Des formations comme le PAM, le RNI ou l’USFP veulent d’abord se restructurer avant de revenir en force sous les projecteurs.
La dernière décennie a été marquée par des scissions, l’actuelle par des alliances, fusions et intégrations. Privées de subventions et du droit d’accès aux médias publics, plusieurs formations végètent dans l’ombre.

Le Maroc compte, officiellement, 34 partis politiques. Or, depuis plusieurs mois, seuls deux, le PJD et l’Istiqlal, monopolisent la scène politique. Que ce soit dans les médias ou sur le terrain, à coup de meetings populaires ou manifestations internes, ces deux partis, conservateurs de surcroît, font incontestablement de l’ombre aux autres. Les deux étant, qui plus est, membres, jusqu’au retrait effectif et imminent de l’Istiqlal, de la majorité gouvernementale. Question : Où sont passés tous les autres ? Et surtout où est l’opposition et les autres expressions de la diversité de la société marocaine ? Que ce soit les autres membres de la majorité ou les partis de l’opposition ou autre, il est très rare qu’une formation se fasse aussi présente, voire omniprésente, que le PJD et l’Istiqlal. Certes l’USFP a réussi quelques sorties médiatiques, depuis son dernier congrès, mais c’est surtout à cause de ses tensions internes héritées du même congrès. Plus récemment aussi, on notera l’absorption par le parti de la Rose de deux petites formations de la famille ittihadie, moyennement médiatisée. Les prises de position de l’USFP aussi bien relatives au (lent) processus de mise en œuvre de la Constitution qu’à la marche des affaires publiques n’y font rien. C’est un constat, il sera difficile au parti de retrouver son aura d’avant le gouvernement d’alternance qu’il a présidé et ses 13 années du gouvernement et donc de s’imposer, pour le moment, en tant qu’acteur majeur de la scène politique. Son partenaire de l’opposition, le PAM, qui a, pour ainsi dire, monopolisé l’espace public depuis sa création, en 2008, jusqu’à l’effondrement du G8 au lendemain des élections de novembre 2011, se fait, lui, de plus en plus discret.

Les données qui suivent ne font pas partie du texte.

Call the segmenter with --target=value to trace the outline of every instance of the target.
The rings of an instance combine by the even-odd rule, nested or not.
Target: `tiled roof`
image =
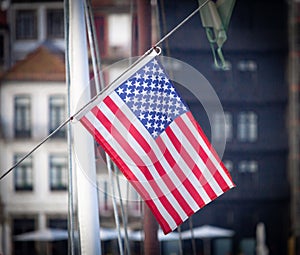
[[[3,73],[1,80],[64,81],[64,55],[57,49],[42,45]]]

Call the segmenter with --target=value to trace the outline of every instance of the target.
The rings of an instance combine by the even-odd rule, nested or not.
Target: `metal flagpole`
[[[71,111],[90,100],[86,25],[82,0],[70,0],[69,58]],[[101,254],[99,207],[93,137],[78,123],[73,125],[80,249],[83,255]]]

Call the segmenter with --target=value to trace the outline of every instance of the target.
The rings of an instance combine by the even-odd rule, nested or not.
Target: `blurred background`
[[[146,18],[139,13],[142,4],[148,8],[146,25],[141,24]],[[155,44],[199,3],[92,0],[91,5],[105,69],[140,54],[143,32],[150,31]],[[209,123],[199,101],[178,87],[207,136],[226,137],[223,162],[237,185],[181,226],[182,233],[194,228],[194,238],[159,239],[161,254],[267,254],[259,253],[261,242],[270,255],[300,254],[299,24],[298,0],[237,0],[222,48],[226,69],[214,64],[199,14],[160,45],[164,56],[193,66],[215,89],[225,133],[222,116]],[[64,30],[63,1],[1,2],[1,174],[67,118]],[[106,82],[126,67],[105,69]],[[112,191],[103,151],[95,148],[102,254],[119,254],[116,235],[105,234],[116,228]],[[128,184],[120,186],[128,228],[142,231],[143,203]],[[0,182],[0,254],[67,254],[67,187],[67,132],[62,128]],[[121,217],[120,200],[118,206]],[[197,236],[203,225],[228,232]],[[65,232],[58,235],[55,229]],[[52,231],[46,242],[39,239],[45,230]],[[33,231],[39,237],[22,236]],[[132,238],[130,249],[143,254],[143,238]]]

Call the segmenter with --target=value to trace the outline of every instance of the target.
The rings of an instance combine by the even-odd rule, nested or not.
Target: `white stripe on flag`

Se reconstruire d’abord pour revenir en force
Le parti du «tracteur» se plaît pour le moment là où il est. Pour lui, l’opposition est une occasion de se refaire une notoriété et se défaire, accessoirement, d’une partie de ses notables trop obnubilés par la proximité du pouvoir. En dehors de quelques sorties incendiaires de son chef de groupe parlementaire à la Chambre des conseillers et président du conseil national, Hakim Benchemmas, le parti n’arrive toujours pas à marquer de son empreinte l’exercice de l’opposition. C’est qu’il est toujours en phase de restructuration et de construction. C’est un chantier qu’il a ouvert, un peu partout, même au-delà des frontières puisqu’il vient d’ouvrir, coup sur coup, deux nouvelles antennes en Europe, aux Pays-Bas et en Allemagne, après celles déjà ouvertes en France et en Belgique.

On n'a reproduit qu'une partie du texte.